State Begins Audit as Claremont Says Bye Bye to Bluff Elementary
It’s been more than a month since Claremont residents learned the school district’s mismanagement was so bad the school year might not be completed. Soon, they will find out just how deep the deficit hole is.
One thing taxpayers do know: It’s so deep the district is shutting down Bluff Elementary School to save money.
The Claremont School District is currently facing a shortfall estimated to be between $1 million and $5 million, a shocking number for a small, academically underperforming school system.
Claremont’s school year wasn’t delayed as many feared. Emergency measures were taken, such as canceling contracts for 19 teachers, laying off 20 nonteaching staffers, and shutting down extracurricular activities like athletics. All that was done without knowing the total dollar amount of the deficit.
Matthew Angell, the comptroller brought in to help clean up the disaster, said Wednesday he may be able to pinpoint the total amount of the multimillion-dollar deficit by early next week.
“I’m 60 percent of the way to figuring out what the (actual) deficit is,” Angell said.
Angell has said the financial records were in such disarray when he stepped into the job last month that the district’s general ledger was not usable and had to be rebuilt.

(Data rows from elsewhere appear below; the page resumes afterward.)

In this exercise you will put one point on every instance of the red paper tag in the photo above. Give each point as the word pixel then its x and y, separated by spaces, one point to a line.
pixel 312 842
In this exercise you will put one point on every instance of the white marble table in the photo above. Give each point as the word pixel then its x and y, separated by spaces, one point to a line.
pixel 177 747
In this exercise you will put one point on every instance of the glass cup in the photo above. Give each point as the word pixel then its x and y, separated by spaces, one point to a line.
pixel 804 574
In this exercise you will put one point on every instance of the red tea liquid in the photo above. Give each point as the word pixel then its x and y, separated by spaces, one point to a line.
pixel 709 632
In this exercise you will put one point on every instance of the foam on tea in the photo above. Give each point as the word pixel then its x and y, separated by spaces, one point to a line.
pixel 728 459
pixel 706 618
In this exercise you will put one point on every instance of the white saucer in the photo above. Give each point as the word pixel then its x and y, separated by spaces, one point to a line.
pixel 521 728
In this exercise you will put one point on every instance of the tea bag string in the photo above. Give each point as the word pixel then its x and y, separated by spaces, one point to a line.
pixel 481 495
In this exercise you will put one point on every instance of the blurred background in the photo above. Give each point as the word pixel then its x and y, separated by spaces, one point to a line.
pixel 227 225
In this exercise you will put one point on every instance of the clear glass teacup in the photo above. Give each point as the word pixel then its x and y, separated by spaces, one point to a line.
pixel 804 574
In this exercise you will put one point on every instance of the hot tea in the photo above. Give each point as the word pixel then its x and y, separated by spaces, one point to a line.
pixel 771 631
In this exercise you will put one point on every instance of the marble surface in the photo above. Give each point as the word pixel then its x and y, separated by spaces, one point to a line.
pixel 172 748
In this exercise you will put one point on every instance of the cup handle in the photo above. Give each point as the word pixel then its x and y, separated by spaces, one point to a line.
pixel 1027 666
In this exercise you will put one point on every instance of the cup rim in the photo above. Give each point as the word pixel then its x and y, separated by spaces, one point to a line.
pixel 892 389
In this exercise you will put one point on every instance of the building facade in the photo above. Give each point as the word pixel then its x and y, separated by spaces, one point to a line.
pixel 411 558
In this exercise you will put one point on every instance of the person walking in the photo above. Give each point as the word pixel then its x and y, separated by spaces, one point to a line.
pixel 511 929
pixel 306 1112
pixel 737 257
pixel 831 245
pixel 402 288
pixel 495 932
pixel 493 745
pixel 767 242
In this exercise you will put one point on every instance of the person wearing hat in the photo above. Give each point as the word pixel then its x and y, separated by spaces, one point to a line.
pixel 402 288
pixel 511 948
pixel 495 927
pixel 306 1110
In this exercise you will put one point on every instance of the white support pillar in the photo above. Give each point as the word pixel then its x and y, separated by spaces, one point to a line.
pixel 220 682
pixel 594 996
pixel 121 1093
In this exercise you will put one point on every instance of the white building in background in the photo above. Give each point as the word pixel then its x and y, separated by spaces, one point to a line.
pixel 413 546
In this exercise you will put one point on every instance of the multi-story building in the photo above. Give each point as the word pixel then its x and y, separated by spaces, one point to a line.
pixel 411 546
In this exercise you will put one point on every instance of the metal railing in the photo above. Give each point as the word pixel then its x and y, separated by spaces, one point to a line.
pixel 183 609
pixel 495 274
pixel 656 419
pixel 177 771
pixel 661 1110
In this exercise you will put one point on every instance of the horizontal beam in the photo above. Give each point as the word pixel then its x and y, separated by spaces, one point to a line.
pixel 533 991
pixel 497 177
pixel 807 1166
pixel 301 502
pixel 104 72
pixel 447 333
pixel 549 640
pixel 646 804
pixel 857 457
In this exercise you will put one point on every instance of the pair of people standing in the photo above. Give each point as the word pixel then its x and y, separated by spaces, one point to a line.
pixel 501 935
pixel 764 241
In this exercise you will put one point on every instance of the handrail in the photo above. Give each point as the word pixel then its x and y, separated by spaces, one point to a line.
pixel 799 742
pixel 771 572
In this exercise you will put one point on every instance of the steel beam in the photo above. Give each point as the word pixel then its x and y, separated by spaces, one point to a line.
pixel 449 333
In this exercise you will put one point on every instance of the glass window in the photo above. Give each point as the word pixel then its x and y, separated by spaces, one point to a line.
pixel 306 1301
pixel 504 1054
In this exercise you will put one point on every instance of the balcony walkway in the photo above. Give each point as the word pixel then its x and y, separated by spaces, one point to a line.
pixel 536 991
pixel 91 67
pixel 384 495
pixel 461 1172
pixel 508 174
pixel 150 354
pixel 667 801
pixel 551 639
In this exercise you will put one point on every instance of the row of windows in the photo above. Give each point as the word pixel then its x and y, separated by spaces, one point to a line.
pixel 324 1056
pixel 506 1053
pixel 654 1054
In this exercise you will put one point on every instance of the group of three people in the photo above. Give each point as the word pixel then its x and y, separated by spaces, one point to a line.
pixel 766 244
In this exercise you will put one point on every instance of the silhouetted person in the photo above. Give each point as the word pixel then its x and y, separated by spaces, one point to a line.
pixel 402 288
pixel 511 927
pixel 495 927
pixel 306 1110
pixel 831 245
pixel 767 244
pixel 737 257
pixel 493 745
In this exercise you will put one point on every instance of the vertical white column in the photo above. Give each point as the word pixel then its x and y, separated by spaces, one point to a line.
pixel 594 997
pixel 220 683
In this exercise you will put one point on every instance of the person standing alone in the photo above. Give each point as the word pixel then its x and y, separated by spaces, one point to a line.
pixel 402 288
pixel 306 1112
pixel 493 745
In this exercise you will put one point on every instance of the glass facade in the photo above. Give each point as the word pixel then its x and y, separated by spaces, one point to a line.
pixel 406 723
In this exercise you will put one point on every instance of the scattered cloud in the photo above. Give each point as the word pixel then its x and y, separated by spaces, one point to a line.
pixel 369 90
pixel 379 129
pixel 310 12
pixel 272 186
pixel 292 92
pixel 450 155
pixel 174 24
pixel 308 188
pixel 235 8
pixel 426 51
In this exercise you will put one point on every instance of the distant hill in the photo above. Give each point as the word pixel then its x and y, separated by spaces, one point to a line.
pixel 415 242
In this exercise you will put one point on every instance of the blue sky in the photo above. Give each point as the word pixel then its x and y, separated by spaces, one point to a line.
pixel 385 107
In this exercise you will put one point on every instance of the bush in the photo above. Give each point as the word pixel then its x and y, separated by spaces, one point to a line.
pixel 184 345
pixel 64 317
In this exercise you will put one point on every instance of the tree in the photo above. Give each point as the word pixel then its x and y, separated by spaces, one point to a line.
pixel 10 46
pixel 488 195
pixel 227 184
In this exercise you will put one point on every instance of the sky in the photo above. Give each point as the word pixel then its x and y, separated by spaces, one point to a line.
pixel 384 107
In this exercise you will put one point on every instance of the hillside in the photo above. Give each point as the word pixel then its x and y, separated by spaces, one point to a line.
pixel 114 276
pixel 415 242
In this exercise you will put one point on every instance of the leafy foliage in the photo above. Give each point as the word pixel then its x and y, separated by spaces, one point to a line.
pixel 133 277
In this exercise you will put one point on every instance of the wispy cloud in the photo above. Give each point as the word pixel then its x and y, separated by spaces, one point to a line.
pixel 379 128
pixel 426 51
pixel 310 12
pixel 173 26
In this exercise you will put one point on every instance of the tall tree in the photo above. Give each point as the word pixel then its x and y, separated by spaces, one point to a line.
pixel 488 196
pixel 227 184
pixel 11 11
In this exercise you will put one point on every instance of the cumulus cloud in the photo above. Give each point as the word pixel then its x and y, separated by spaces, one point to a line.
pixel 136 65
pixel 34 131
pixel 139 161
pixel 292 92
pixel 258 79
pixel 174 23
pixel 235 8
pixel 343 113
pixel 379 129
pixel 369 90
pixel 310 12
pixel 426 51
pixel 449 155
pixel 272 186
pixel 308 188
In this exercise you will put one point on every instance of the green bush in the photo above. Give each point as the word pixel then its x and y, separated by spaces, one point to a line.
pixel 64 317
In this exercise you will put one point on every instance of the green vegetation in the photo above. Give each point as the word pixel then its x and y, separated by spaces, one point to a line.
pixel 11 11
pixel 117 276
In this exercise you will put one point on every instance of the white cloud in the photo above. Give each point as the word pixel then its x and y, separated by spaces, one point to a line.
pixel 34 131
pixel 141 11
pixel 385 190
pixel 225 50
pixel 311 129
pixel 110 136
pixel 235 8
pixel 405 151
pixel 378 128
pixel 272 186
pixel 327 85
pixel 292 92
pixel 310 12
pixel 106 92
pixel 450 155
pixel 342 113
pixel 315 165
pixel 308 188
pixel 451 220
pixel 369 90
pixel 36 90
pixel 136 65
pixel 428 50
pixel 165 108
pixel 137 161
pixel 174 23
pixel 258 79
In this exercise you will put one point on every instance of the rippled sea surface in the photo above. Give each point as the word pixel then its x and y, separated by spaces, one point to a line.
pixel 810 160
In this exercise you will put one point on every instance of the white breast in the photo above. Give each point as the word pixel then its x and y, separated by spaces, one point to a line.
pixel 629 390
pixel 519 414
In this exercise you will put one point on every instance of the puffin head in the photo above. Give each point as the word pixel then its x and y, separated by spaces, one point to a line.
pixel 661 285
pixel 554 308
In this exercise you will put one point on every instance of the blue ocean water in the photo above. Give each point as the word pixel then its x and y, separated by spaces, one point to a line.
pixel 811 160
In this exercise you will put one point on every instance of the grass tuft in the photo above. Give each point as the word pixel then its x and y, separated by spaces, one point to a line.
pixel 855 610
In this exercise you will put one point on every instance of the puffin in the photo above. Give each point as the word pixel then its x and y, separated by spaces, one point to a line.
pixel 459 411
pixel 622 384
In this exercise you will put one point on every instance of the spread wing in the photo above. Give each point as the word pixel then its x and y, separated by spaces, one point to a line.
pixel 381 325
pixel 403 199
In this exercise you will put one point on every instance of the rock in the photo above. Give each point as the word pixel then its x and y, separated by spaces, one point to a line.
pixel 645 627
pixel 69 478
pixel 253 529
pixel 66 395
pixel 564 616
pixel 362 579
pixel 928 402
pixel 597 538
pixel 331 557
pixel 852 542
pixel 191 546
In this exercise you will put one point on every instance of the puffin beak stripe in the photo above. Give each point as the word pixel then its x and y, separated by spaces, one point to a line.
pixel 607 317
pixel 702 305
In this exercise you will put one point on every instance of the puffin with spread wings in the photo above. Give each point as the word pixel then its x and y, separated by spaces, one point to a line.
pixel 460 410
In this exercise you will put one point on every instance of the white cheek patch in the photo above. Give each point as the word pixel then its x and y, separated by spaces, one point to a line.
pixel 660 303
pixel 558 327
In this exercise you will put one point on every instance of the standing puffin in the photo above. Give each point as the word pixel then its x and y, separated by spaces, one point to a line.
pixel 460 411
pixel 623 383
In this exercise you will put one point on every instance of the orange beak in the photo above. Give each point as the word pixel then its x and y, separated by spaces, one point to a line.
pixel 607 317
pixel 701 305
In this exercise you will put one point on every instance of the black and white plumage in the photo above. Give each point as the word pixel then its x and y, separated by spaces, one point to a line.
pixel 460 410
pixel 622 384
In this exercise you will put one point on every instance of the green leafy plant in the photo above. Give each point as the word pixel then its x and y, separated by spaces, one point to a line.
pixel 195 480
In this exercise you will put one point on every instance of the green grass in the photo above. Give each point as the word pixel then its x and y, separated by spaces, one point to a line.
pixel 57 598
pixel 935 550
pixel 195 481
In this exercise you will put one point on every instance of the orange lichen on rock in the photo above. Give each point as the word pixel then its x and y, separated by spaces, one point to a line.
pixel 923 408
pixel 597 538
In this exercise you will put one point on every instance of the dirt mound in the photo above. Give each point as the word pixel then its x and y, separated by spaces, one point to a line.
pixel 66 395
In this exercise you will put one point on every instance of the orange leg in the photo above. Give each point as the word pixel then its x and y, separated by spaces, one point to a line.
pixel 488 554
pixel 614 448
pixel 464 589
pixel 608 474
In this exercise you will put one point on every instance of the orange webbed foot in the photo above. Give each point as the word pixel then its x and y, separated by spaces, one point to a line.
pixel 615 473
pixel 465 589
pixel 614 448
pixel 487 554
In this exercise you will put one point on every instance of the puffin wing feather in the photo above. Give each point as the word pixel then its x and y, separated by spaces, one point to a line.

That is nearly done and will allow for the completion of the 2023 fiscal year audit. But New Hampshire Department of Education officials aren’t waiting, Angell said. Starting next week, state officials will be looking at the books.
“The state is coming in and doing some audits, some program audits, and that is unusual to what I’ve seen in other school districts. Because they’re also concerned,” he said.
Former Superintendent Chris Pratt informed the board in August that the district was $5 million behind on bills and hamstrung by a structural deficit that could be anywhere between $1 million and $5 million. Pratt exited the district last week after being on paid administrative leave since late August.
Personnel chaos in the administrative building, incompetence, and a negligent lack of oversight have all been cited as causes for the crash. Claremont’s school district stopped doing annual financial audits in 2016. In the last couple of years, under Business Administrator Mary Henry, the district was repeatedly warned by the New Hampshire Department of Education about sloppy financial records. The situation got so bad the state was forced to withhold Claremont’s federal grant revenue for much of 2024 until the problems were corrected.
Bluff’s closure was largely opposed by teachers and parents in the district, but interim Superintendent Kerry Kennedy said it had to happen sooner or later.
“Nobody wants this, but it cannot be sustainable for years and years,” Kennedy said.
Bluff is home to about 170 students in kindergarten through fifth grade out of about 560 Claremont elementary school students. The city’s declining student population means much of the space in the three elementary school buildings has gone empty in recent years. The loss of teachers this year, between the canceled contracts and other teachers leaving, left Bluff without enough teachers to justify keeping the building open.
The plan approved Wednesday night will see all Bluff students and teachers move either to Maple Avenue or Disnard. The Bluff classes will stay together with their current teachers in the new buildings. The move is expected to be completed by Oct. 20.
Loren Howard, the sole school board member who voted against the closure, blamed the emergency cuts made earlier this fall for the shutdown. Of the 19 teachers who had their contracts canceled, five were set to work at Bluff.
“I just don’t see how we didn’t see this coming,” Howard said.
Howard said the board acted rashly in making the major cuts without knowing the total deficit figure, or exactly how the deficit was created.